It is now common knowledge that all traumatic experience is lodged in the cellular memory. Even perhaps the unresolved traumas of our ancestors passed down through our DNA. This means that we’re vulnerable to a present experience in the here and now triggering that memory and flooding us with those same feelings from long ago. The most obvious example is a way a car backfiring can unleash a PTSD veteran’s memory of gunshots. From this extreme all the way down to a stern rebuke in a classroom taking us back to a moment when a mean teacher shamed us in front of the class.
But it also works the other way. The way the smell of a freshly-baked pie brings us back to the warmth and comfort of Grandma’s kitchen. Or a song on the radio evokes our first kiss. The mere feel of an old blanket brings us the same feeling of security we felt as a 5-year old.

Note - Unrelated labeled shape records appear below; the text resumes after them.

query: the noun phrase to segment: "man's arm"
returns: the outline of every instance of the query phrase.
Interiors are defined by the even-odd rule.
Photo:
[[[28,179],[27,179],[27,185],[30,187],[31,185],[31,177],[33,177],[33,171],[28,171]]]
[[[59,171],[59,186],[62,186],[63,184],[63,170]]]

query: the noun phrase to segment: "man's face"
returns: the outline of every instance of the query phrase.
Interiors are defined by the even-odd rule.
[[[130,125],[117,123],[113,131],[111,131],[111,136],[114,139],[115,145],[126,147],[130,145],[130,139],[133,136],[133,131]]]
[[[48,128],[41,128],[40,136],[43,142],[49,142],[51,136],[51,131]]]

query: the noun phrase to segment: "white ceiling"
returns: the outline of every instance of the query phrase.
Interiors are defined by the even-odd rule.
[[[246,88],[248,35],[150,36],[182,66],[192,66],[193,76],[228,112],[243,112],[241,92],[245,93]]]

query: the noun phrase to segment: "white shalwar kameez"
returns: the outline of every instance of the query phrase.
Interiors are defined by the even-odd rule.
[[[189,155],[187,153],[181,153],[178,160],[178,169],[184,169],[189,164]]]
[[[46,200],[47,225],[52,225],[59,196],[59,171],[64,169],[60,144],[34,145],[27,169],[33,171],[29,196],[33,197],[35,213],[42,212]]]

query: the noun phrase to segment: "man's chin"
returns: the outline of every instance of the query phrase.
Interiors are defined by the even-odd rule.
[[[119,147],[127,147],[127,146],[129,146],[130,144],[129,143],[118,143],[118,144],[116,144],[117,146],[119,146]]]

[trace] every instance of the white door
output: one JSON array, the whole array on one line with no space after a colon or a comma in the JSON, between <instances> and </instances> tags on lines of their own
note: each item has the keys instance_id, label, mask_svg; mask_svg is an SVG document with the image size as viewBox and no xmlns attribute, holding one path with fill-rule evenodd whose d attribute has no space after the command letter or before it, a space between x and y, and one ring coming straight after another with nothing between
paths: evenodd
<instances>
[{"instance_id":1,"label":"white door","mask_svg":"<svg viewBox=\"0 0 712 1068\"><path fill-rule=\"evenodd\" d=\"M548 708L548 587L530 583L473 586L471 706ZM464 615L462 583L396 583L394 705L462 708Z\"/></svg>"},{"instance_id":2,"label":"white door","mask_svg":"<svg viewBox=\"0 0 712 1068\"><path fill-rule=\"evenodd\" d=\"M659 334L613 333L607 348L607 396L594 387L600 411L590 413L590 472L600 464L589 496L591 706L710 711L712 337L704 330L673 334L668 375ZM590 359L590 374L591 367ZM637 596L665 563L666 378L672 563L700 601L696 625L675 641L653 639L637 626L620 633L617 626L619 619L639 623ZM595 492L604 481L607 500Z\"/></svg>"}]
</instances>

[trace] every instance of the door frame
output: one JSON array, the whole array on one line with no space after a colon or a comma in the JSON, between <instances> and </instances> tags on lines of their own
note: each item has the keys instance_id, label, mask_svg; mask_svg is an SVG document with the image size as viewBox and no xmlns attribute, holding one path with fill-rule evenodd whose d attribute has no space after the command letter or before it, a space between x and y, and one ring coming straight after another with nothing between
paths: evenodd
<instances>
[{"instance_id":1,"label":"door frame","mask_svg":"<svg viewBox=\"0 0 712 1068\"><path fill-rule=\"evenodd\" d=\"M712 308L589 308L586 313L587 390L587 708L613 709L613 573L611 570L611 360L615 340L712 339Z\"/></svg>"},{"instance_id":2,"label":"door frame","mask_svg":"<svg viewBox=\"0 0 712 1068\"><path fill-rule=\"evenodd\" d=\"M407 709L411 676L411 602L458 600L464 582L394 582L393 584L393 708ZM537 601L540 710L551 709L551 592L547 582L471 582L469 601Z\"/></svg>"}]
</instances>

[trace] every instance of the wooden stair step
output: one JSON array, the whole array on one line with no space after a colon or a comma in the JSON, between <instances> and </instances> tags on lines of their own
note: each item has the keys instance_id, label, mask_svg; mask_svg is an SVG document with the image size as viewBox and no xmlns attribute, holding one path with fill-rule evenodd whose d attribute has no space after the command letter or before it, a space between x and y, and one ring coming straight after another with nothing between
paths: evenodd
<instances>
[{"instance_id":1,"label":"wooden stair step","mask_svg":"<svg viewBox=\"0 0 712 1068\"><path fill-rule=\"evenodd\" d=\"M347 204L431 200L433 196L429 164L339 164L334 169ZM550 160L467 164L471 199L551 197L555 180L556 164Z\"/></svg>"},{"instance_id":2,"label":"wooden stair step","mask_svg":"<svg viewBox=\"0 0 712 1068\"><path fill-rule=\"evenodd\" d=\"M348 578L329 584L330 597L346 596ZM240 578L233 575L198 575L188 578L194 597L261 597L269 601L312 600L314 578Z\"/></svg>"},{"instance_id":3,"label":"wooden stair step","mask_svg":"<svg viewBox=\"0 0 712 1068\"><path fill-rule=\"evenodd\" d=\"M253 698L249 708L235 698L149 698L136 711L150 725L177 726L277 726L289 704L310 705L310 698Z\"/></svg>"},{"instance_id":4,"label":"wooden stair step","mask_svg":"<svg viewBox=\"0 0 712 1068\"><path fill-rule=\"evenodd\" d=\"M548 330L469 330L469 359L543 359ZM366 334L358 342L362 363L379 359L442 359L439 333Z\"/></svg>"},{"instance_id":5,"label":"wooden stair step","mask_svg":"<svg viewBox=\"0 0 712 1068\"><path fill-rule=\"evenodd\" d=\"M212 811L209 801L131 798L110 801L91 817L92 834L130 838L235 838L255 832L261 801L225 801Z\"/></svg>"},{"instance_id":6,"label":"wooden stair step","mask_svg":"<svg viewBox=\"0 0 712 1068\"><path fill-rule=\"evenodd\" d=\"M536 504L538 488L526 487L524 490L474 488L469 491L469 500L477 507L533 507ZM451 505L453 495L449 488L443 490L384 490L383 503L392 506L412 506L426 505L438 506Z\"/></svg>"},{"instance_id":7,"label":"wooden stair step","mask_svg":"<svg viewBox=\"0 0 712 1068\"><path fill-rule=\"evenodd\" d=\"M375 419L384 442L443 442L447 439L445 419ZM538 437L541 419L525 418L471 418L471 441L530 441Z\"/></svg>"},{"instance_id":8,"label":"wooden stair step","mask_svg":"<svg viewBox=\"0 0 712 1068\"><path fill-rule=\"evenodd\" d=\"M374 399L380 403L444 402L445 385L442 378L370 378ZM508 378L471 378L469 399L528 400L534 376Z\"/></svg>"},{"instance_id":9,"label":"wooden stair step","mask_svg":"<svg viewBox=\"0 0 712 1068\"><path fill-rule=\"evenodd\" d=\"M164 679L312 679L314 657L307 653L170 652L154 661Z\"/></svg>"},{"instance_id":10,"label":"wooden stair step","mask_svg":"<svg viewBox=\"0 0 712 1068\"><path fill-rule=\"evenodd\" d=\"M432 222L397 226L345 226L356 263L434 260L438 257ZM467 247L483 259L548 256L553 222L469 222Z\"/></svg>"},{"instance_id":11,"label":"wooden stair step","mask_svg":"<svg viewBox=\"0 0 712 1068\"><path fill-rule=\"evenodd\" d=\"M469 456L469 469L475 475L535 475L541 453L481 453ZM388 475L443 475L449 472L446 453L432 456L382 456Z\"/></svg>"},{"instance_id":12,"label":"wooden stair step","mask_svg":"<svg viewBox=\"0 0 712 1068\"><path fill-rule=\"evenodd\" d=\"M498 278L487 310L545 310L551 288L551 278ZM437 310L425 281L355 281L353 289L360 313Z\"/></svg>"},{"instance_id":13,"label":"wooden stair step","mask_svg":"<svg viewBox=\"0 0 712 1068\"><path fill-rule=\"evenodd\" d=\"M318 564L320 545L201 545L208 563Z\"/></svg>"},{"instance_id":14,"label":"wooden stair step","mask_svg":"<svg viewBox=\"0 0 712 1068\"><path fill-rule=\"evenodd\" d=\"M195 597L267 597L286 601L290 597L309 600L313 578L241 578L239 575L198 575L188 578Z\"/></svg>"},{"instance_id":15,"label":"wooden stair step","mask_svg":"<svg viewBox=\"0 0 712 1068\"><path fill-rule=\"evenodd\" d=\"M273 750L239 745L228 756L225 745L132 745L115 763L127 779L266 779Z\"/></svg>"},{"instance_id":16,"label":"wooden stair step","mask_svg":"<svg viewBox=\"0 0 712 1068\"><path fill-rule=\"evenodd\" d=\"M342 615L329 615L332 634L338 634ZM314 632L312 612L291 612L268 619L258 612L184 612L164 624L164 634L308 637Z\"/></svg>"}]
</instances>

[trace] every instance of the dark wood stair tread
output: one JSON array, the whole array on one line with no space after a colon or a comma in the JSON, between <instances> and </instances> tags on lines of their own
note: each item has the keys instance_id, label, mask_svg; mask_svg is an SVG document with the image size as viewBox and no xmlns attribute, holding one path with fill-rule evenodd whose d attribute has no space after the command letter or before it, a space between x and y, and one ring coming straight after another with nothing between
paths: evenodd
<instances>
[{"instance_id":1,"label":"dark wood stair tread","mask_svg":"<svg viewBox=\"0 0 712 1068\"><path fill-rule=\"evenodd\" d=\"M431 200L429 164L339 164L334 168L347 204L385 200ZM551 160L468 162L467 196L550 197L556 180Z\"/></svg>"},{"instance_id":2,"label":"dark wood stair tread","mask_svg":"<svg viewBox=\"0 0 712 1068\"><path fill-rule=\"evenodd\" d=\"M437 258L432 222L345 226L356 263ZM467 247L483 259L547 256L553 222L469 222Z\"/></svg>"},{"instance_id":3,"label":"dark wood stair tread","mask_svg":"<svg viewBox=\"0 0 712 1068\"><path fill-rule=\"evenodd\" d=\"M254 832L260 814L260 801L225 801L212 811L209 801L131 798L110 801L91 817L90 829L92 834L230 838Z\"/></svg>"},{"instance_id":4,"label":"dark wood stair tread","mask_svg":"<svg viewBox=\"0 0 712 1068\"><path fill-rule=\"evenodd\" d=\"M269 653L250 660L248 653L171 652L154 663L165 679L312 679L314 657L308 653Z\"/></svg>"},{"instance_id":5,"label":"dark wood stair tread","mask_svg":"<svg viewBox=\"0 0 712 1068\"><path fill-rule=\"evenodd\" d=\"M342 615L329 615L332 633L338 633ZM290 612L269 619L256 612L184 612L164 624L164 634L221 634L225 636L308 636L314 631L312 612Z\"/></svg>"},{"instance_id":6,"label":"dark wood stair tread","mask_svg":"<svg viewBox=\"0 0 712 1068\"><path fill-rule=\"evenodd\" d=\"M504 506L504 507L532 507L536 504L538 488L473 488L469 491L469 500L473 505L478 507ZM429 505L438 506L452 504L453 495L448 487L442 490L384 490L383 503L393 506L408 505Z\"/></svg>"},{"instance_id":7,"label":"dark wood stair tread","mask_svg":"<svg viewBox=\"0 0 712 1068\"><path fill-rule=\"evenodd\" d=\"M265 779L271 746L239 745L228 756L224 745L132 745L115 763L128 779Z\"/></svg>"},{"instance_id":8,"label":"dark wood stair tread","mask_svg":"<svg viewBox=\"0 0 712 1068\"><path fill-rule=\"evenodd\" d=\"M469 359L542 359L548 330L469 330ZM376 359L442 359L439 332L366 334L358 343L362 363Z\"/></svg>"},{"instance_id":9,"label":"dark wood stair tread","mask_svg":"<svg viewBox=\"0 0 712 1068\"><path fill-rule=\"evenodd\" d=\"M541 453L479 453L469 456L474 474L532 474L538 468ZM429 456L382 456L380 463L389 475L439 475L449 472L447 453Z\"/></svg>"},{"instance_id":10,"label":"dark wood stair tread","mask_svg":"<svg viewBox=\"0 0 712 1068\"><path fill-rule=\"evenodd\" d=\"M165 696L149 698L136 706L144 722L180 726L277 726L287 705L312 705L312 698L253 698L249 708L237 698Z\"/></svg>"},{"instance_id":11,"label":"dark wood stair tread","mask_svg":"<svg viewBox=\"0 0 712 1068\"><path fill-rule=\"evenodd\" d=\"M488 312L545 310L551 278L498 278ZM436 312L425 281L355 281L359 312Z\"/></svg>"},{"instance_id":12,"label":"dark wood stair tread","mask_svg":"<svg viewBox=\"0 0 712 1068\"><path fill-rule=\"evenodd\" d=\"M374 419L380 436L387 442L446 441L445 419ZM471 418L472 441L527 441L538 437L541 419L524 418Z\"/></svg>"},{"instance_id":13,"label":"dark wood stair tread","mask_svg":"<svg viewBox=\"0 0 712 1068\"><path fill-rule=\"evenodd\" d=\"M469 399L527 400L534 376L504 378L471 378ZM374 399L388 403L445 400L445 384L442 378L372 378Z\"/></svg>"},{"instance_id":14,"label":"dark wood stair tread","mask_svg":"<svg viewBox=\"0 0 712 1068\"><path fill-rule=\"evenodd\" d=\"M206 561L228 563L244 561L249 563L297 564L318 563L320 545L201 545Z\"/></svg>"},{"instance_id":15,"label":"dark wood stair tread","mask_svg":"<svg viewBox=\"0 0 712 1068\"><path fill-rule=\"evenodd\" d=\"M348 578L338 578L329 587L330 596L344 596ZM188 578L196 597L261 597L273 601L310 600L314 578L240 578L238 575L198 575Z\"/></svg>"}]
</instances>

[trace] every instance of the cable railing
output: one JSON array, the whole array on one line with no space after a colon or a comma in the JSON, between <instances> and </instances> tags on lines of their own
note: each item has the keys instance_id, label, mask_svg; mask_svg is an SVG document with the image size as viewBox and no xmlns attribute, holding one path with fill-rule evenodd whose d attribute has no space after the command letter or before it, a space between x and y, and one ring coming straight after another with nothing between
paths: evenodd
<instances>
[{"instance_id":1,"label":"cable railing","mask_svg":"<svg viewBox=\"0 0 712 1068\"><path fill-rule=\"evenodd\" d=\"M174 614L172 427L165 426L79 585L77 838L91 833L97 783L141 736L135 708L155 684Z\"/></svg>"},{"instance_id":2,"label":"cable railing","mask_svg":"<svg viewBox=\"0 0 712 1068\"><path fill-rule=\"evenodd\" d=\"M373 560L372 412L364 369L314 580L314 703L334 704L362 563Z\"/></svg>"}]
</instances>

So it was a great pleasure when an SF School alum I taught for 11 years came to my Jazz Workshop yesterday, now as an adult Special Education teacher. The smile on his face as he reunited with the Orff instruments he used to play all those years, played familiar clapping plays with the fellow participants, sang the songs he used to sing with his same old teacher leading the class, was a grand pleasure for me to witness. And for him to experience as all the happy memories flooded in. He spontaneously testified before the class that he was a kid (and is an adult) “on the spectrum” and that much of school, even our lovely supportive school, caused him stress and anxiety. But that music class was his safe place, his happy place, where he felt at ease, competent, comfortable and joyful.
A reminder to all us teachers that providing safe and happy classes for all kids gets deeps into their cellular memories and will echo down the years their whole lives. May it be so!